The other side of the episode is yet another instalment in why Alison Brie is turning into the breakout star of this television show. Yes, Danny Pudi’s Abed is great, but he’s also strikingly one-dimensional in all but one episode; he’s great for one-liners, and for running jokes like the Batman gag, but he’s rarely at the heart of the show’s message. Annie, meanwhile, represents the character who most effortlessly crosses between the comedy at the expense of community college (volunteering for everything, playing the overachiever) and the sort of sympathy that we’re meant to feel for some of these characters. Annie, separated from the comedy, has been disconnected from society ever since her breakdown, skipping years of development where she would have seen Harvey Keitel’s penis and where she would have perhaps become comfortable with sexuality. But, because of her breakdown and the subsequent time spent in rehab (where she was, of course, voted most likely to succeed), she doesn’t know enough about a penis to feel comfortable demonstrating how to put a condom on one of them, and as funny as that becomes it’s not just a little sad.

So, while the scene in the office as the Dean and the guidance counsellor get everyone to say penis and discuss sexuality, Annie has had enough. You see, while some characters are uncomfortable in the community college environment (Britta due to her cynicism, Jeff due to his ego, Troy due to his previous success), Annie is dead set on fitting in. And, rather than change who she is (as she, unlike Jeff, isn’t at the point in her life where major life change is really necessary), she’s simply decided to accept herself for who she is. She is, to quote Grayson from Cougar Town, comfortable with her (discomfort with her) sexuality, and that’s how she gets through each day. It’s a scene that’s really funny, yes, but it also provides Annie yet another in a series of episodes that combines her child-like enthusiasm with a real commitment to succeeding that just makes me fall in love with Alison Brie even more.

The episode wasn’t as strong as some of the ones previous, as the pacing overall felt off, but the show still knows how to best fill its time.
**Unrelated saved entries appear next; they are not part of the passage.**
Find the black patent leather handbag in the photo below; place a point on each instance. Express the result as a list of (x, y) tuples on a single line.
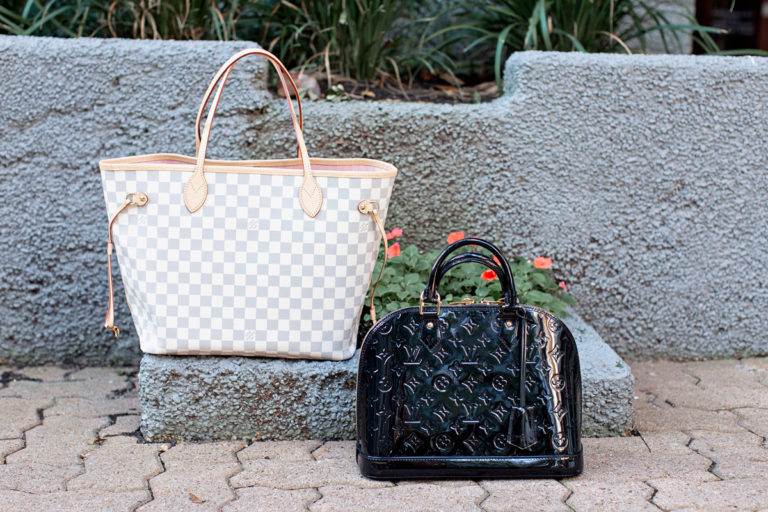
[(469, 391)]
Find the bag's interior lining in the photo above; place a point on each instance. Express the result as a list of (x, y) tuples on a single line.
[(351, 166)]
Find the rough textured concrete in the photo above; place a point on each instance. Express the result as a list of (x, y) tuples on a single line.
[(709, 465), (643, 176), (204, 398)]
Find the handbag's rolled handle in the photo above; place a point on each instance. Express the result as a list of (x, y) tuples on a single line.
[(471, 257), (196, 189), (279, 68), (508, 293)]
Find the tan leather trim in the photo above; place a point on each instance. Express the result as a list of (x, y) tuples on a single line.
[(285, 167), (196, 191)]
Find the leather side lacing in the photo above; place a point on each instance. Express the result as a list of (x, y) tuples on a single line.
[(133, 199), (368, 207)]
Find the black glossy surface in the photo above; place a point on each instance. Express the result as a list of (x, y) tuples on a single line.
[(454, 400)]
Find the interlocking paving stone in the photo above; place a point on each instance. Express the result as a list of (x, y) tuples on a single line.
[(758, 367), (510, 495), (44, 373), (262, 498), (727, 384), (754, 420), (424, 497), (184, 455), (19, 414), (735, 455), (93, 408), (123, 425), (120, 464), (629, 458), (279, 450), (334, 450), (296, 474), (738, 494), (72, 501), (197, 487), (36, 478), (708, 385), (61, 389), (9, 446), (658, 416), (607, 496), (196, 477), (59, 441)]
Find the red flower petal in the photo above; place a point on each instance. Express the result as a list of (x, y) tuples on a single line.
[(455, 236), (393, 250), (488, 275)]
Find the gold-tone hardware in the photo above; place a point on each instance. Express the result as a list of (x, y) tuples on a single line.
[(438, 304), (137, 199), (368, 207), (556, 381), (466, 301)]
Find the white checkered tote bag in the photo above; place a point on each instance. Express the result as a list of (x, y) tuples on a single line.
[(258, 257)]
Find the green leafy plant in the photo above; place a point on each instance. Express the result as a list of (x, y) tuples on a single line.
[(506, 26), (361, 39), (407, 270), (139, 19)]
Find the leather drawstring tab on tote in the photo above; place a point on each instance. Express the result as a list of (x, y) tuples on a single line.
[(368, 207), (133, 199)]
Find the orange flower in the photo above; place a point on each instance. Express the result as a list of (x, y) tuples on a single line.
[(395, 233), (393, 250), (488, 275)]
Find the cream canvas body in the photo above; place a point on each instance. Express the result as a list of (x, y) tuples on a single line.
[(257, 258)]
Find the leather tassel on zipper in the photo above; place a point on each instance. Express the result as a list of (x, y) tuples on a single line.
[(133, 199)]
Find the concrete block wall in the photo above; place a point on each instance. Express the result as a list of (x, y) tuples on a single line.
[(644, 177)]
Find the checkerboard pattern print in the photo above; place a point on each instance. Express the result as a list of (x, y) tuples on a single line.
[(249, 273)]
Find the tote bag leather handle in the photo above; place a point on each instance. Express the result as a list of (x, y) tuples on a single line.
[(279, 68), (196, 190)]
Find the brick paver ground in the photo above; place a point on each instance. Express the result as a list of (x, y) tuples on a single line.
[(69, 440)]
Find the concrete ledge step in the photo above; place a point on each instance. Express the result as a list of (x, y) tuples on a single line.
[(214, 398)]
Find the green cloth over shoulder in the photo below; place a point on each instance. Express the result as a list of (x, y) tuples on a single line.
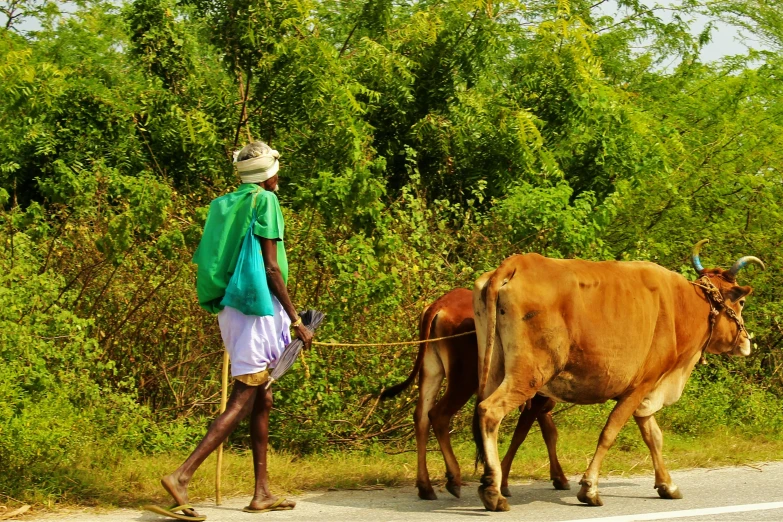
[(226, 226)]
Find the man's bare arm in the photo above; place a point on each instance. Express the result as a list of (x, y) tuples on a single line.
[(276, 284)]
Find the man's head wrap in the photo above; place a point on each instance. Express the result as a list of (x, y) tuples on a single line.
[(261, 166)]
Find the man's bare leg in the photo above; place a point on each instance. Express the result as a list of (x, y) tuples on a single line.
[(238, 407), (259, 435)]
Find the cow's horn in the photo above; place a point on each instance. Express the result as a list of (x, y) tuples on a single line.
[(745, 261), (695, 256)]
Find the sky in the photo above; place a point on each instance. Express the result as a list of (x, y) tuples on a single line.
[(727, 40)]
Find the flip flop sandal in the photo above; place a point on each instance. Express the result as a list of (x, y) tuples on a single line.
[(276, 506), (170, 512)]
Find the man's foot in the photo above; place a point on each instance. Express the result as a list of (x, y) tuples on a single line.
[(270, 503), (178, 491)]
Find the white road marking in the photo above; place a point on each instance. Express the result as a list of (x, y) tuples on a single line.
[(666, 515)]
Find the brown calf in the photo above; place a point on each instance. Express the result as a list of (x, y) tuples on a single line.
[(456, 360)]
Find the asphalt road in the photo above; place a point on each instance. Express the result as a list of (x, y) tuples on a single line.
[(746, 493)]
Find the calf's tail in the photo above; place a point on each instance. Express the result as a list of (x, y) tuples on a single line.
[(425, 327)]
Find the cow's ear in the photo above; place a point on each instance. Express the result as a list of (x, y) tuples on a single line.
[(736, 293)]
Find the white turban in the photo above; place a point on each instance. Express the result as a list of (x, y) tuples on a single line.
[(259, 168)]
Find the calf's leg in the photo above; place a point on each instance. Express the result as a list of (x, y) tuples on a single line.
[(653, 437), (430, 379), (440, 415)]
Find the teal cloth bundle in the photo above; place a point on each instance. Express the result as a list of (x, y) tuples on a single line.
[(248, 290)]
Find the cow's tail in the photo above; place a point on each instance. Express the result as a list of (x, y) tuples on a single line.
[(490, 299), (425, 326)]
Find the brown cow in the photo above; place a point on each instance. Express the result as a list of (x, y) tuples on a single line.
[(586, 332), (456, 360)]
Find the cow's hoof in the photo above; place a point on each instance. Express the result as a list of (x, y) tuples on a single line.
[(489, 497), (589, 495), (427, 493), (669, 491), (502, 505)]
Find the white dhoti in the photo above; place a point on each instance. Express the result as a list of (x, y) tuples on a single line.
[(254, 343)]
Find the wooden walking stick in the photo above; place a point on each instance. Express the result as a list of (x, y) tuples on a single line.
[(223, 400)]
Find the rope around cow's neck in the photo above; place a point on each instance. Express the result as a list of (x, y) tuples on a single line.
[(403, 343)]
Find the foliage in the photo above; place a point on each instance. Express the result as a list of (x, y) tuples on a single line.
[(422, 142)]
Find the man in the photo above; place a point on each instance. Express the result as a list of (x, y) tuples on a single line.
[(254, 343)]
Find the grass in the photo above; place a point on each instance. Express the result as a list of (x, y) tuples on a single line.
[(132, 480)]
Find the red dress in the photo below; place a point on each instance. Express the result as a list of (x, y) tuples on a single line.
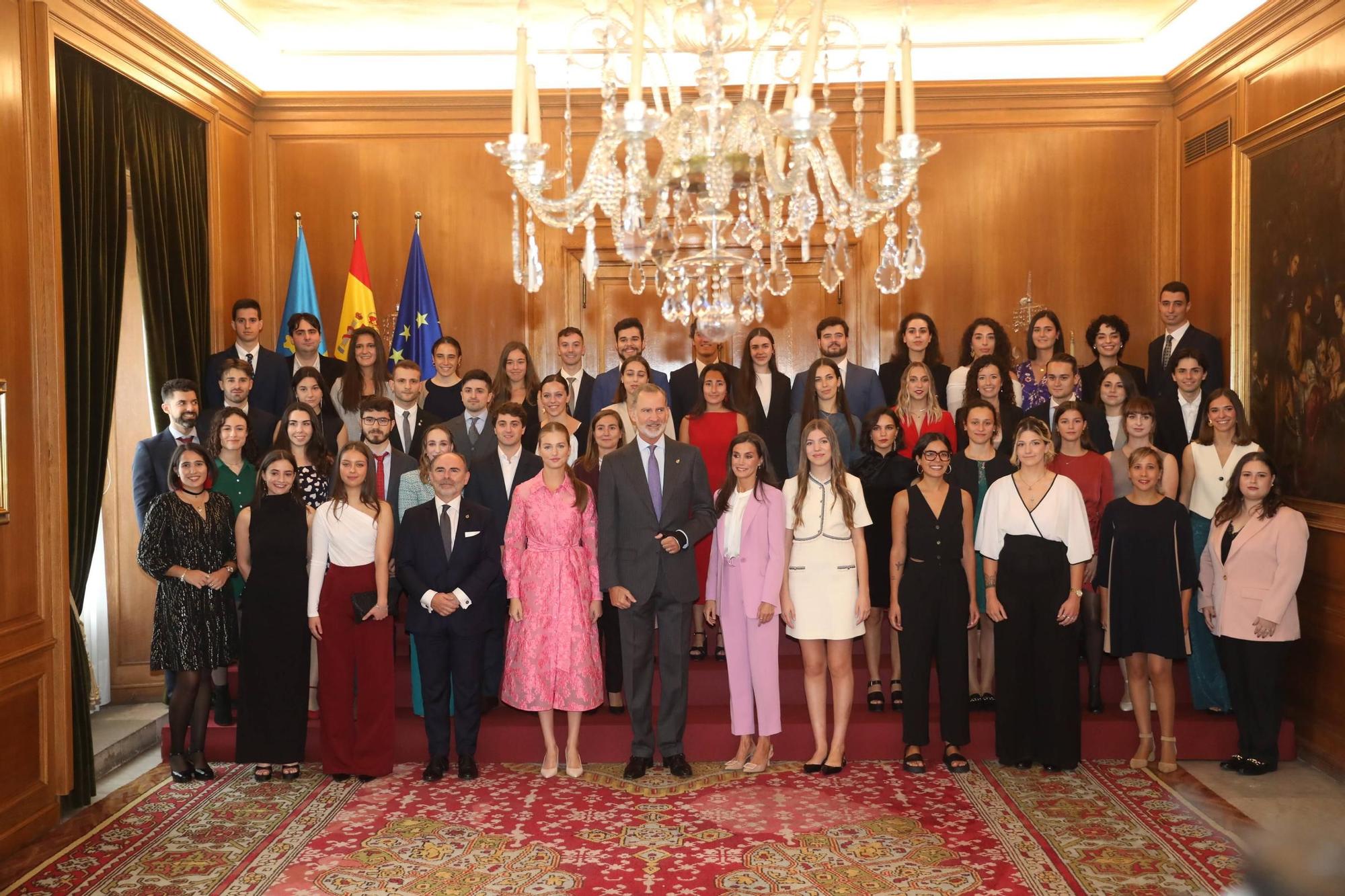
[(712, 434)]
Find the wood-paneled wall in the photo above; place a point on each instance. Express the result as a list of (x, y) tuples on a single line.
[(1274, 65)]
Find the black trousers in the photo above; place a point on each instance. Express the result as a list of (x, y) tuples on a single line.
[(1036, 657), (443, 655), (935, 608), (610, 627), (1254, 669)]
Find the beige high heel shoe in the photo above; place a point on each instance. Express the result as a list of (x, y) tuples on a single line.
[(1144, 763), (1168, 767)]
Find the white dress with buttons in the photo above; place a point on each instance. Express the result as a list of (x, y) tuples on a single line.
[(824, 575)]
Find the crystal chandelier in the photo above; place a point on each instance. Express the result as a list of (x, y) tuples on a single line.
[(734, 181)]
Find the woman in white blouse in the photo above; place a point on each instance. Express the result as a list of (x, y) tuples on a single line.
[(1035, 541), (348, 614)]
The Troy/Abed subplot was silly but allowed Abed to extend his savant-like commitment to certain tasks to athletics (it’s all in the eyes), and the STD Fair was both another fun storyline for the Dean and a nice bit of sensationalism to close things off with Abed’s somewhat contradictory message regarding the broken condoms. It wasn’t as elegant as the Irish dancing-inspired “Somewhere Out There” or anything, but it works.

Cultural Observations

  • Annie should really watch The Piano – quality film, there.
  • “You will get Aids…unless you go to the STD Fair” proves once and for all that two-line phrases on two separate pieces of papers (or cue cards, or sides of a handout) always work.
  • Loved Troy spending an entire scene at the Spanish study group trying to figure out a job about clams related to Pierce’s comment, although I thought the end joke could have been a bit better or worse, either or really.
  • How much would YOU pay for a caricature of you in a dune buggy with syphilis?
  • I’m not sure if it’ll catch on, but consider me on board for “Congatuhorrible!”

1 Comment

Filed under Community

One response to “Community – “The Politics of Human Sexuality”

  1. Euge

    Re: your legal inquiry, I deny everything while admitting nothing.